Call me melodramatic, but what if that was the last image I had of my daughter alive? How many parents in this country have said goodbye to their children, only to have that be the last time?
The Newtown shooting had a profound impact on me. I was sitting in my home office listening to CNN (because that’s what a news junkie like me does) and I heard the breaking news “sting.” Within 30 minutes, I picked up my daughter from Pre-K and whisked her off to get our nails done. She would be in kindergarten next year and all I could think of was someone gunning her down inside her classroom filled with ABC’s and crayons.
Months later, we chose her elementary school based on the amount of security the school had, and the multi-step process it took to get in the door.
North Carolina has had four school shootings since the Newtown tragedy, making the state tied for fourth place with California. Think about that — a tie for fourth place with a state that could fit three “North Carolina’s” in its geographic area.
I’m starting to believe that it’s not if, but when our family has a brush with an act of gun violence. It’s not that I think that one of my children will get shot, but I expect that within the next 13 years of public school, I will at least once get a robo-call about a threat in or around the school. Then I think, if I truly believe that, what the hell am I doing sending my daughters to school at all?
I can’t place them in a bubble. I know that shootings happen inside malls, movie theaters, and on streets– and I know that this has to stop. This is me joining the chorus of people saying, “How many more children have to die?”
Our President regularly makes statements after each shooting. The media pundits echo his remarks. Every time, we re-post and share blogs and editorials in Facebook and Twitter. We’re all living in a cycle of determination and vindication shouting that something must change, and yet nothing ever does.
Gun control is part of it. Yeah – I said it; suck it NRA. I have no problem with the right to bear arms, but why the heck does any hunter or person who wants to protect his or her family need a semiautomatic handgun or assault rifle?

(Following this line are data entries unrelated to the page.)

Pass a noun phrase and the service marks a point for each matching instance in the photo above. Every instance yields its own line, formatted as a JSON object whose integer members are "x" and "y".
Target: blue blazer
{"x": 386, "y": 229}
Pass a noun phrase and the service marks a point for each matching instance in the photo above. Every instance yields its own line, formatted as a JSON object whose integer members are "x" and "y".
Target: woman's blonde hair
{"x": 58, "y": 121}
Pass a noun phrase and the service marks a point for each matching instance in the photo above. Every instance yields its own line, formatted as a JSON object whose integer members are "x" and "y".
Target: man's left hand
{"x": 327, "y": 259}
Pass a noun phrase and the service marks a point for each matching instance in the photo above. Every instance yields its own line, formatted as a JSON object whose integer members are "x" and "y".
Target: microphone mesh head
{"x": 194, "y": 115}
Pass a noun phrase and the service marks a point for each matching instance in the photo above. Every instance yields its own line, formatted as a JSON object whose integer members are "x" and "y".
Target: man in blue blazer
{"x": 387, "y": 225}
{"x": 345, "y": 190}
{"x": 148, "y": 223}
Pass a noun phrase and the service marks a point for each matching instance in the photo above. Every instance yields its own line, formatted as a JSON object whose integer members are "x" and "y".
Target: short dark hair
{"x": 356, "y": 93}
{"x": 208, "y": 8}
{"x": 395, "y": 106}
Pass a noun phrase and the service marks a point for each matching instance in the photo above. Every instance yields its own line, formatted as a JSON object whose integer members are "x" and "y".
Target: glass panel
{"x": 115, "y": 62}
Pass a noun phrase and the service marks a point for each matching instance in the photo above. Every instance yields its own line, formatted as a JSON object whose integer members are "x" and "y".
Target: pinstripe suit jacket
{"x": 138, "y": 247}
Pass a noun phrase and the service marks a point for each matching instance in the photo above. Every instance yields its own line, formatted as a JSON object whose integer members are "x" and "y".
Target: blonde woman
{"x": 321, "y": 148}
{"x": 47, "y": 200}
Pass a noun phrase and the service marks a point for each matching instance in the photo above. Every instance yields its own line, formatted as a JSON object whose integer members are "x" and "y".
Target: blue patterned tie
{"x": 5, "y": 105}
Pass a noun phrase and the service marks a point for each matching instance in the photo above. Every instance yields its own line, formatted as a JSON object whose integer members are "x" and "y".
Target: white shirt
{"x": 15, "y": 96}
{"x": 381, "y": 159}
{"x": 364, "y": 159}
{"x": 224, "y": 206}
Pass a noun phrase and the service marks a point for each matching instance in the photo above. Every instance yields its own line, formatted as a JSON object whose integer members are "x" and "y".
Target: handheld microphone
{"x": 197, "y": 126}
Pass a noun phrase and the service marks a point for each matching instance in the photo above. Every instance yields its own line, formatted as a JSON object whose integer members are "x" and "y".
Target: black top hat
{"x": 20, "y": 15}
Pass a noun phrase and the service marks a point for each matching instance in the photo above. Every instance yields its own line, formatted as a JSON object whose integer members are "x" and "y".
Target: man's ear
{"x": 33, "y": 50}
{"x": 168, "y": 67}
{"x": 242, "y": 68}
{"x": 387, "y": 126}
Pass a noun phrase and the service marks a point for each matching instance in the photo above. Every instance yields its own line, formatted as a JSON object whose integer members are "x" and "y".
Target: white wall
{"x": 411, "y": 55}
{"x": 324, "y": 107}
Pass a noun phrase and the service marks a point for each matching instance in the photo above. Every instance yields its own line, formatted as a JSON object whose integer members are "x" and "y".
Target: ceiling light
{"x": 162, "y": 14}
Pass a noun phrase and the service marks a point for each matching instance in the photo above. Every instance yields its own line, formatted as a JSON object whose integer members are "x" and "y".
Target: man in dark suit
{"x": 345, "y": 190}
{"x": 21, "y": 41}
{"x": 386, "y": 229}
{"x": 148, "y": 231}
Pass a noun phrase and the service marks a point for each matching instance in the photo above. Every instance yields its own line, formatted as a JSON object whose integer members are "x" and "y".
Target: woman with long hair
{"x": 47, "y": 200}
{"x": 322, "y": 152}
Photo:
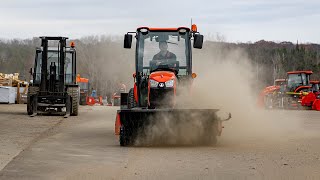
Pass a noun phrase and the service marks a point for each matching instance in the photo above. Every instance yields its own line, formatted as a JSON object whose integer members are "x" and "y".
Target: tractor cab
{"x": 163, "y": 60}
{"x": 298, "y": 81}
{"x": 315, "y": 86}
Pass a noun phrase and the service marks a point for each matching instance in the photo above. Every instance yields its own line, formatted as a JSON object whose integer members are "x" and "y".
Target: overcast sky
{"x": 238, "y": 20}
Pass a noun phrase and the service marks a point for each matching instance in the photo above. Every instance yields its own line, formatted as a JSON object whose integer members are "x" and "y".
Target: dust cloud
{"x": 225, "y": 81}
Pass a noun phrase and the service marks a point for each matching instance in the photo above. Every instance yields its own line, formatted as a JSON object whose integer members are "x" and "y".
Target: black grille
{"x": 161, "y": 97}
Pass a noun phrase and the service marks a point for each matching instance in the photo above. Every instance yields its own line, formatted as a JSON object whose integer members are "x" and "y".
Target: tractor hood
{"x": 162, "y": 76}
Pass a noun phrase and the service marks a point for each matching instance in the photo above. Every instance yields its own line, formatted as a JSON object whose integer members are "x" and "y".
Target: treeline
{"x": 103, "y": 60}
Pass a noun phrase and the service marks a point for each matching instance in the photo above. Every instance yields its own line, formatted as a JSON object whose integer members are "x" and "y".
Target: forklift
{"x": 54, "y": 89}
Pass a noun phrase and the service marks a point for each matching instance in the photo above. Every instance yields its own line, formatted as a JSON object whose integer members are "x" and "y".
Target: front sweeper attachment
{"x": 202, "y": 126}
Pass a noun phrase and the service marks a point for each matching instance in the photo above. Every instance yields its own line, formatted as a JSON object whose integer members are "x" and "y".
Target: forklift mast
{"x": 61, "y": 63}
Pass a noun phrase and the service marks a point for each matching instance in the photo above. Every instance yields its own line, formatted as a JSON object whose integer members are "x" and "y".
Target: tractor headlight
{"x": 153, "y": 83}
{"x": 170, "y": 83}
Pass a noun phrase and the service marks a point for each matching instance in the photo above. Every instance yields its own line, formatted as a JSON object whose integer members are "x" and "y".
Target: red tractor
{"x": 297, "y": 86}
{"x": 312, "y": 99}
{"x": 158, "y": 78}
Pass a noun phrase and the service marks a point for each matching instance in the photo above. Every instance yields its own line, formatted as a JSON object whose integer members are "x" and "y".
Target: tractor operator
{"x": 164, "y": 54}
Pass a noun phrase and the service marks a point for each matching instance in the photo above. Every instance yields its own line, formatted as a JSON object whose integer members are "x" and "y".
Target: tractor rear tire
{"x": 131, "y": 100}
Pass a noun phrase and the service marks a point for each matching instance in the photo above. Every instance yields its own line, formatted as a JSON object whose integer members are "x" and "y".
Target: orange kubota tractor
{"x": 84, "y": 89}
{"x": 312, "y": 99}
{"x": 158, "y": 78}
{"x": 297, "y": 86}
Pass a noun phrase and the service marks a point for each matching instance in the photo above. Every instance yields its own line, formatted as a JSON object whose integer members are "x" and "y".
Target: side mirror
{"x": 127, "y": 41}
{"x": 197, "y": 41}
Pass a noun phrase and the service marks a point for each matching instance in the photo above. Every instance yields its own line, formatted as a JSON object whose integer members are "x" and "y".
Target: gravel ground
{"x": 266, "y": 145}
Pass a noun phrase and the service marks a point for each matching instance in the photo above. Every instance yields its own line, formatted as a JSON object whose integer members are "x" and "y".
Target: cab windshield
{"x": 296, "y": 80}
{"x": 164, "y": 51}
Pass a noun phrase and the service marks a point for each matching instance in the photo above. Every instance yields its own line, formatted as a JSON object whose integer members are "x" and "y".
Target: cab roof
{"x": 299, "y": 72}
{"x": 162, "y": 28}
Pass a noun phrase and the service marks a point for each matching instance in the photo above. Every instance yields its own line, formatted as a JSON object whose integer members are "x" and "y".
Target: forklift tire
{"x": 125, "y": 139}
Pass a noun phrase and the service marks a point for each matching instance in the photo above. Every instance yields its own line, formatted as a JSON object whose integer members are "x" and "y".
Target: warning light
{"x": 72, "y": 44}
{"x": 194, "y": 28}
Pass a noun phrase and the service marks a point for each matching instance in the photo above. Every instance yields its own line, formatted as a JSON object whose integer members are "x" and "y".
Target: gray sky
{"x": 238, "y": 20}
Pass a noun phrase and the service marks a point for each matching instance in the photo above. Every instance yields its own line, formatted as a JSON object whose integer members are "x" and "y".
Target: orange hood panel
{"x": 162, "y": 76}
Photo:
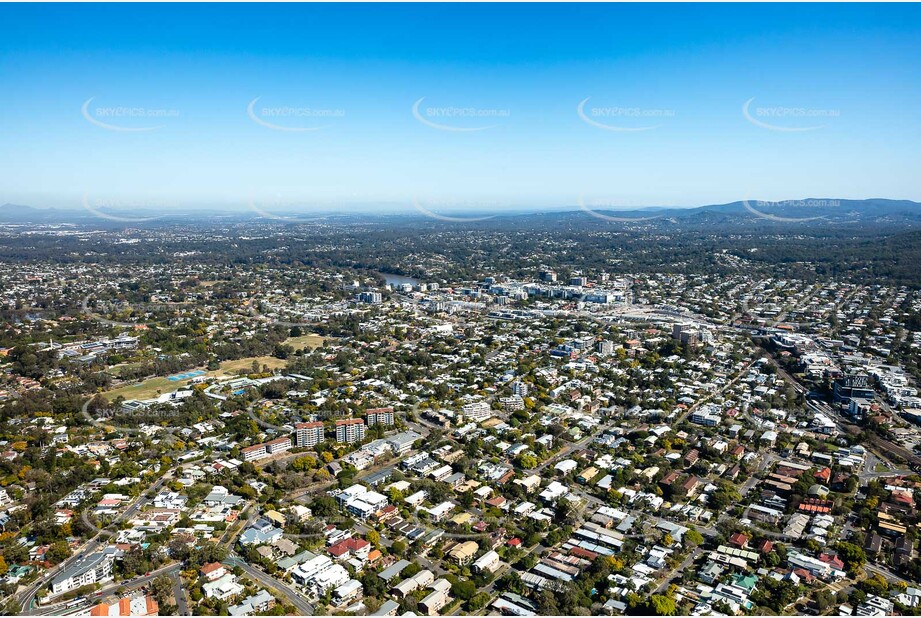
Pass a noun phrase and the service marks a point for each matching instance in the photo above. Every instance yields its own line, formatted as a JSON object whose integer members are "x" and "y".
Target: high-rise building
{"x": 350, "y": 430}
{"x": 379, "y": 416}
{"x": 308, "y": 434}
{"x": 605, "y": 347}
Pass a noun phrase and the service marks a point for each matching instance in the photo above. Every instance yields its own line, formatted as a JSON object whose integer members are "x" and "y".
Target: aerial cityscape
{"x": 372, "y": 311}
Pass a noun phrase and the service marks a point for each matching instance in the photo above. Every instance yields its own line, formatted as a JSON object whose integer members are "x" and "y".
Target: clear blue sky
{"x": 853, "y": 71}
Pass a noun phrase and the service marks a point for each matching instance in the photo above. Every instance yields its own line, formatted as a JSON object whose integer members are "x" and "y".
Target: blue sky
{"x": 835, "y": 110}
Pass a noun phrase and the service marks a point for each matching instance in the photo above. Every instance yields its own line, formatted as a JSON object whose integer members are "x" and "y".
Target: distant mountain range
{"x": 810, "y": 210}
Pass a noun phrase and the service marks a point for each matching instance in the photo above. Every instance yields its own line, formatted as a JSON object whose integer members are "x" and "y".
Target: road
{"x": 182, "y": 602}
{"x": 126, "y": 585}
{"x": 92, "y": 544}
{"x": 273, "y": 585}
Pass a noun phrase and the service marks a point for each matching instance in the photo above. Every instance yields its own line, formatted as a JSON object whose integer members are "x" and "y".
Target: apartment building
{"x": 350, "y": 430}
{"x": 308, "y": 434}
{"x": 379, "y": 416}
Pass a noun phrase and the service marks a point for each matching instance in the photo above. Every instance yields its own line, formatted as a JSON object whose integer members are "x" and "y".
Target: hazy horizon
{"x": 501, "y": 105}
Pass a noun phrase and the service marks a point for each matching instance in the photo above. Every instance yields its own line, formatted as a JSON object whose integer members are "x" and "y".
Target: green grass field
{"x": 304, "y": 341}
{"x": 148, "y": 389}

Let’s all get reasonable. If this is truly a crisis – and I believe it is – let’s step out from behind our party lines, and leave our guns, chipped shoulders, and NRA cards at the door. We can mutually agree that innocent people shouldn’t die because it’s easier for a 15 year old to get their hands on a gun than appropriate psychological attention. Let’s start there, and work backwards towards a solution. I believe in the end, gun owners can still keep weapons relevant for hunting and defense, and dangerous people won’t get their hands on weapons that no one has business possessing. Most importantly, our children will be safer.